Flowers, or specifically the
flowers of some plants have long been used for flavoring and coloring food.
Among the most popular of these are the saffron and the chamomile.
Saffron (crocus sativus) is
used for coloring and flavoring dishes. It is one of the most expensive of
culinary ingredients as not all parts of the crocus flower from which it comes
from is used. In fact, only the stigmas of the flowers—the female reproductive
organ of the flower—is collected from each blossom.
Saffron is painstakingly
cultivated in the milder parts of Europe. Since the stigmas of the crocus flower
is very small, you can just imagine how much crocus flower is needed just to get
a pinch of saffron. As such, it is very expensive. Fortunately for gourmands,
nature compensates as only a small amount of saffron is enough to color a dish.

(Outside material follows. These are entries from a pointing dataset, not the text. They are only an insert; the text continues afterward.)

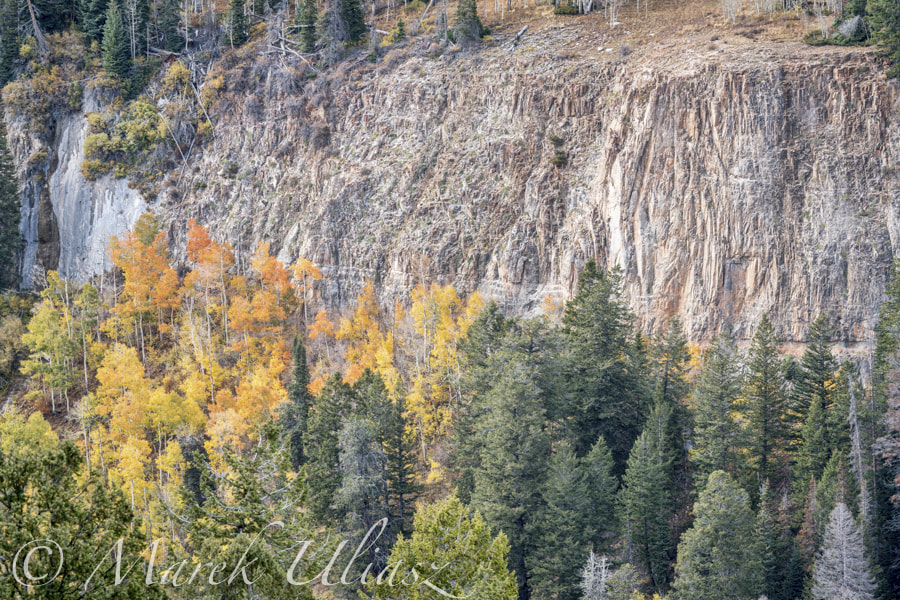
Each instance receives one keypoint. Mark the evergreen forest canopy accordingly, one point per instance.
(566, 456)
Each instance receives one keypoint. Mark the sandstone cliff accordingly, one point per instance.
(727, 178)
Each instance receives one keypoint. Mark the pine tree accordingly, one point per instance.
(885, 22)
(782, 574)
(719, 557)
(814, 452)
(468, 24)
(455, 552)
(605, 395)
(321, 447)
(306, 17)
(484, 338)
(362, 495)
(883, 423)
(295, 413)
(817, 369)
(332, 31)
(46, 495)
(354, 20)
(600, 495)
(168, 25)
(116, 57)
(808, 536)
(91, 17)
(9, 39)
(766, 408)
(562, 523)
(842, 568)
(716, 432)
(238, 29)
(835, 486)
(515, 449)
(10, 215)
(400, 450)
(236, 519)
(136, 18)
(671, 354)
(644, 510)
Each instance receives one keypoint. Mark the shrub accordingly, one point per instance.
(177, 79)
(565, 9)
(559, 159)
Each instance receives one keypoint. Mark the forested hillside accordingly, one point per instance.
(379, 300)
(207, 405)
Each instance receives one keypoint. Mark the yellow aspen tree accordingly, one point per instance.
(441, 321)
(305, 275)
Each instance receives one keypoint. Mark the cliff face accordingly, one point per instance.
(67, 220)
(726, 180)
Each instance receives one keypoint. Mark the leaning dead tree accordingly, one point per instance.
(43, 46)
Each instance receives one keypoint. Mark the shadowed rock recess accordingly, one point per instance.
(725, 183)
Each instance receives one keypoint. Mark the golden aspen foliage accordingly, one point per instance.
(441, 320)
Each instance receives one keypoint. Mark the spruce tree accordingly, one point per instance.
(116, 57)
(605, 395)
(885, 22)
(468, 24)
(515, 449)
(644, 510)
(814, 452)
(782, 572)
(354, 20)
(835, 486)
(10, 215)
(457, 553)
(362, 495)
(884, 425)
(672, 355)
(817, 370)
(716, 432)
(332, 31)
(306, 17)
(767, 427)
(238, 29)
(9, 39)
(168, 25)
(719, 557)
(808, 536)
(295, 412)
(400, 451)
(842, 568)
(600, 495)
(562, 524)
(321, 447)
(478, 364)
(91, 17)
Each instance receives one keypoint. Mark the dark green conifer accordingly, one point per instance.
(238, 28)
(10, 215)
(116, 56)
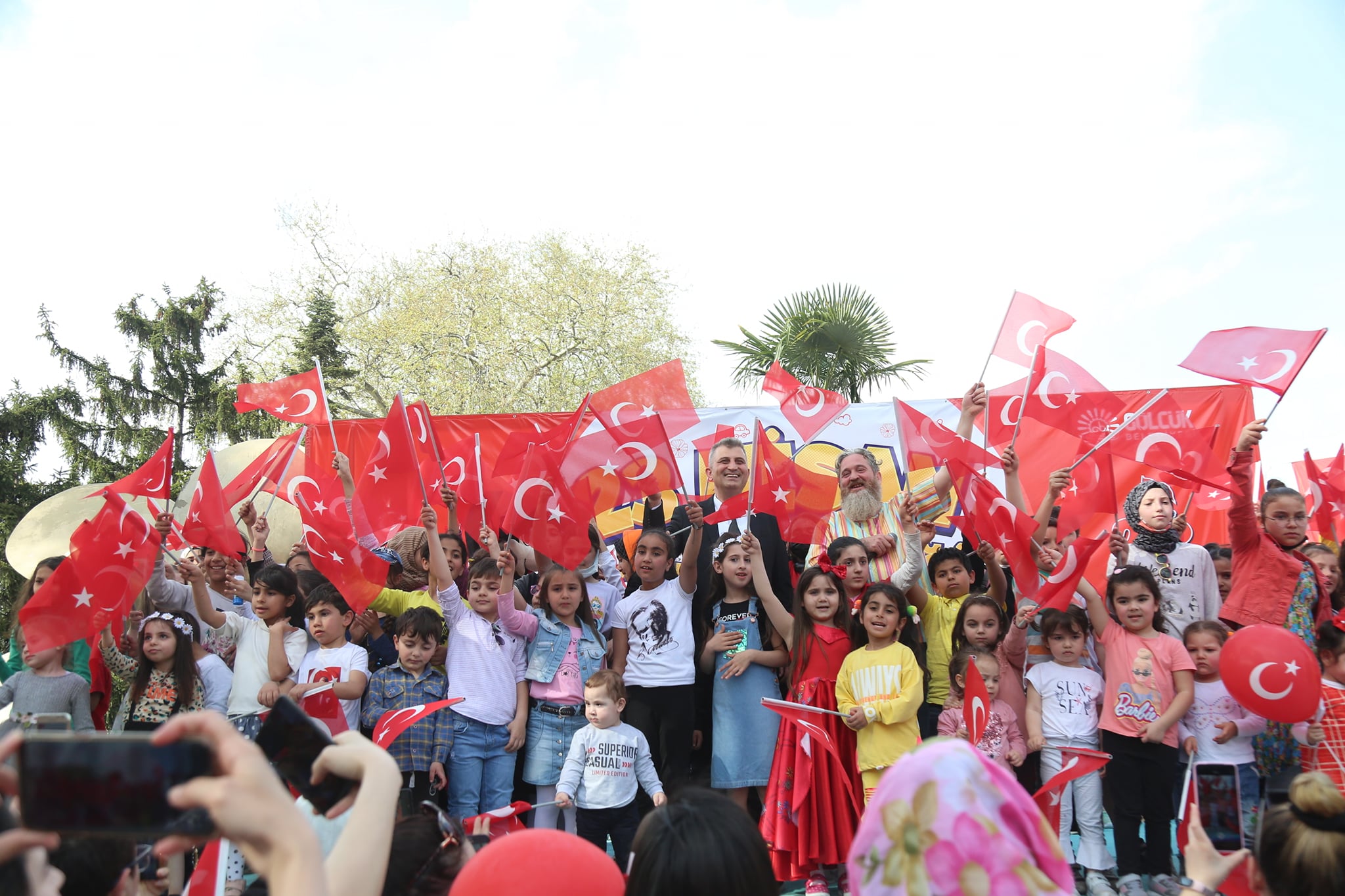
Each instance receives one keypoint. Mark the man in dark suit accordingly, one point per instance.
(730, 472)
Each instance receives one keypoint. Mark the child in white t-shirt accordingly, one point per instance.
(1216, 729)
(335, 660)
(654, 648)
(1063, 699)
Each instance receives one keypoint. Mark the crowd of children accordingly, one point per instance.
(598, 691)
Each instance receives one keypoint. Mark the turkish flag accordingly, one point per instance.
(797, 496)
(807, 408)
(208, 878)
(625, 463)
(661, 390)
(299, 398)
(460, 465)
(1057, 591)
(808, 720)
(357, 572)
(387, 492)
(395, 721)
(975, 704)
(154, 479)
(996, 521)
(268, 467)
(509, 461)
(174, 542)
(1061, 395)
(1076, 762)
(110, 559)
(731, 509)
(506, 820)
(209, 523)
(1254, 355)
(1028, 326)
(930, 444)
(546, 513)
(1091, 494)
(323, 706)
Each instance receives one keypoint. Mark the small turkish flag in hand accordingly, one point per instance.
(154, 479)
(299, 399)
(209, 524)
(1254, 355)
(807, 408)
(1028, 326)
(395, 721)
(975, 704)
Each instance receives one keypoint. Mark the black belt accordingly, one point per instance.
(557, 710)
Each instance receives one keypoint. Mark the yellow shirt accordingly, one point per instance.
(888, 684)
(938, 620)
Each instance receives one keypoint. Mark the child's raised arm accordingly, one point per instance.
(775, 612)
(206, 610)
(688, 574)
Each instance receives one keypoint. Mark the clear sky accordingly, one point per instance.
(1158, 169)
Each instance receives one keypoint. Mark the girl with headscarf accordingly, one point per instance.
(1185, 572)
(946, 820)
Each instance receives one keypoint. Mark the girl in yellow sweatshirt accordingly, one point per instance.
(880, 685)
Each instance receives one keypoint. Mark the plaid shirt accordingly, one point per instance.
(431, 738)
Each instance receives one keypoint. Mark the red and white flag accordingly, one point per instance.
(1060, 394)
(1075, 763)
(395, 721)
(1057, 591)
(209, 523)
(387, 492)
(798, 498)
(994, 519)
(154, 479)
(810, 721)
(208, 879)
(267, 467)
(930, 444)
(1254, 355)
(299, 398)
(975, 704)
(807, 408)
(1026, 326)
(661, 390)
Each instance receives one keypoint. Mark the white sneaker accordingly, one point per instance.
(1097, 884)
(1132, 885)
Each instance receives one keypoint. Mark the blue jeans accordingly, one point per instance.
(481, 774)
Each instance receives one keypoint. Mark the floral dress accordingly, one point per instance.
(1277, 748)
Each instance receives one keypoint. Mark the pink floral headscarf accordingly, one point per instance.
(946, 821)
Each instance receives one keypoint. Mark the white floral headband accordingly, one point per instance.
(177, 622)
(724, 545)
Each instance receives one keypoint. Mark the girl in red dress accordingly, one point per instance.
(811, 807)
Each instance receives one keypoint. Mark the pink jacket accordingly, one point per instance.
(1265, 574)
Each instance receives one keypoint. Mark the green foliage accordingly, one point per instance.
(123, 418)
(834, 337)
(471, 328)
(22, 421)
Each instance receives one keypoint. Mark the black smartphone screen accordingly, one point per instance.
(292, 740)
(1220, 805)
(109, 785)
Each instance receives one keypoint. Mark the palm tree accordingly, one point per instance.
(834, 337)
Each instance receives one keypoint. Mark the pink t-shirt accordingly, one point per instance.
(565, 688)
(1139, 680)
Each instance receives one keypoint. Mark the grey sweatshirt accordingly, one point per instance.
(604, 766)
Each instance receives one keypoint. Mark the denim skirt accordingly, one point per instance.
(548, 744)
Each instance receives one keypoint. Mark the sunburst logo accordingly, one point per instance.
(1094, 421)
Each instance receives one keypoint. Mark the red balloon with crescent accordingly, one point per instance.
(1271, 672)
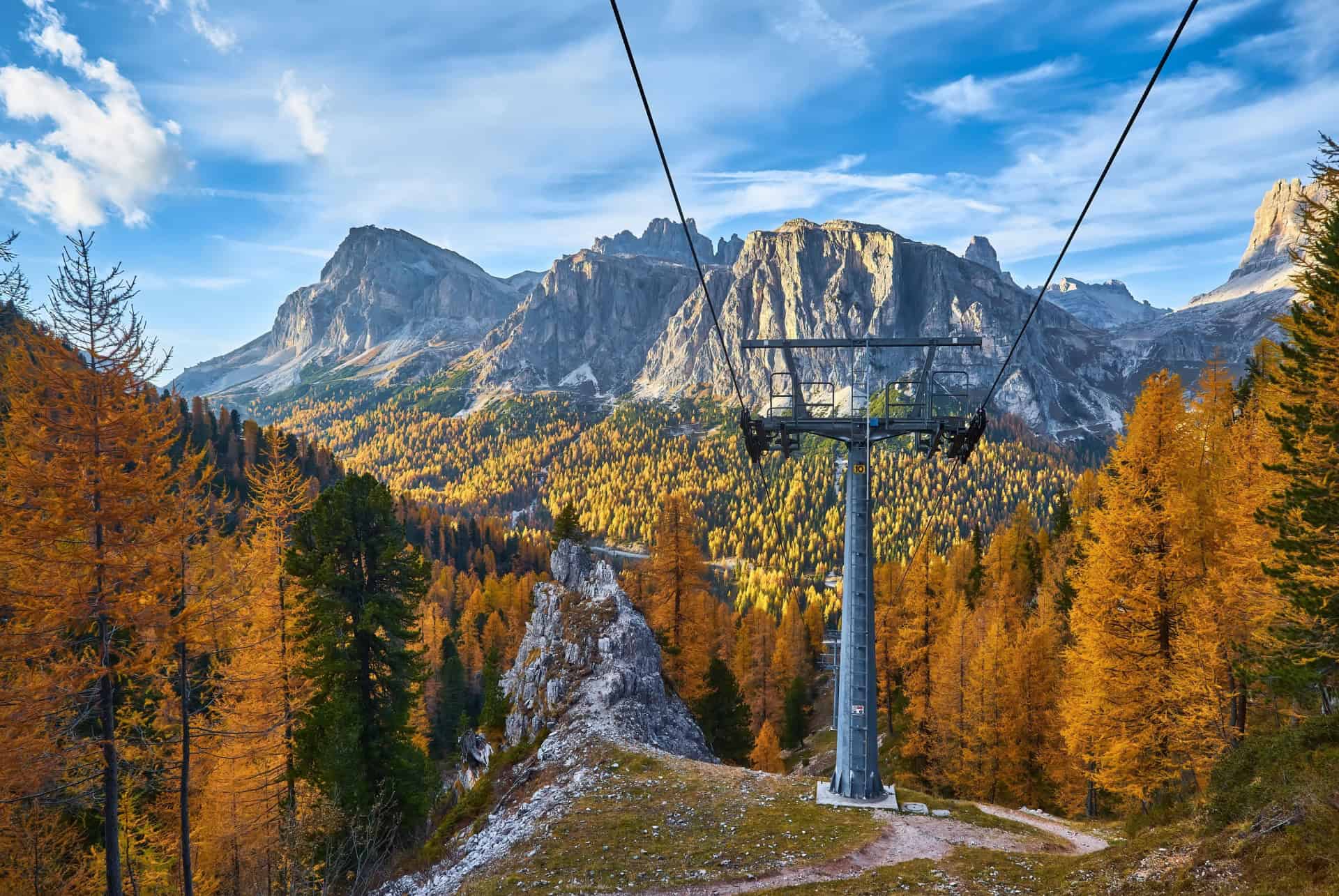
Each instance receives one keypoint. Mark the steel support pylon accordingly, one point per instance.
(856, 713)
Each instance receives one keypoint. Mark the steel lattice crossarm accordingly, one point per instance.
(934, 410)
(932, 406)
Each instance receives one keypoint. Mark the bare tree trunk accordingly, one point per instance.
(188, 884)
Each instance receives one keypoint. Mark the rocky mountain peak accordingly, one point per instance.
(729, 250)
(981, 251)
(1100, 304)
(387, 305)
(1278, 227)
(663, 238)
(589, 669)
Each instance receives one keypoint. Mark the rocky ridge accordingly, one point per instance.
(1098, 304)
(628, 317)
(588, 673)
(589, 670)
(847, 279)
(387, 305)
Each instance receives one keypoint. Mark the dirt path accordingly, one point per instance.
(908, 837)
(1080, 842)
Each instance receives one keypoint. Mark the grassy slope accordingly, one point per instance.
(1269, 826)
(666, 823)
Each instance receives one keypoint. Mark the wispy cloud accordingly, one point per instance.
(218, 36)
(970, 97)
(303, 107)
(1205, 20)
(275, 247)
(102, 149)
(808, 22)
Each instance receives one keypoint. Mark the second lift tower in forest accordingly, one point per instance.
(932, 410)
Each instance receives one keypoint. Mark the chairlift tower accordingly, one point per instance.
(932, 410)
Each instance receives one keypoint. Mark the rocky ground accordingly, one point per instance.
(621, 796)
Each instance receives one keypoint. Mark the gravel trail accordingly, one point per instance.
(904, 839)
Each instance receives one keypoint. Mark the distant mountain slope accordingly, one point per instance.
(848, 279)
(387, 305)
(588, 321)
(627, 315)
(1098, 304)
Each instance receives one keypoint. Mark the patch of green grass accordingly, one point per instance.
(477, 803)
(674, 823)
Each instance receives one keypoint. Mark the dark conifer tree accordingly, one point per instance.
(1306, 512)
(796, 718)
(496, 706)
(723, 715)
(361, 590)
(568, 525)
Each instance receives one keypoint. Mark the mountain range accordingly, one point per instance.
(627, 315)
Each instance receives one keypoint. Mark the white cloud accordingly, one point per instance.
(220, 36)
(269, 247)
(100, 153)
(979, 97)
(808, 22)
(303, 107)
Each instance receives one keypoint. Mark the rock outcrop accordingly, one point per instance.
(628, 315)
(1266, 268)
(1278, 227)
(589, 669)
(663, 238)
(981, 251)
(1100, 304)
(592, 318)
(388, 305)
(729, 250)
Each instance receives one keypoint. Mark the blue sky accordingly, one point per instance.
(222, 149)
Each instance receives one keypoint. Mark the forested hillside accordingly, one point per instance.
(229, 667)
(537, 453)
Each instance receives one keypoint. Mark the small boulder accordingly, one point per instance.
(568, 563)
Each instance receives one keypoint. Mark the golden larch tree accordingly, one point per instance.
(90, 556)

Yes, color! Although, saffron
does impart a mild flavor, it’s more desirable as a culinary ingredient
because of the golden color it imparts to foodstuff. Rice dishes, especially
those of Spanish or of Mediterranean provenance usually use saffron.
Another highly desired flower
is chamomile (matricaria camomilla), the blossoms of which are used for making
tea or tisanes—if you’re Italian. Anyway, the chamomile’s flower
delicate-looking and resembles a daisy. It is deemed medicinal as chamomile
soothes the nerves, especially if one is feeling anxious.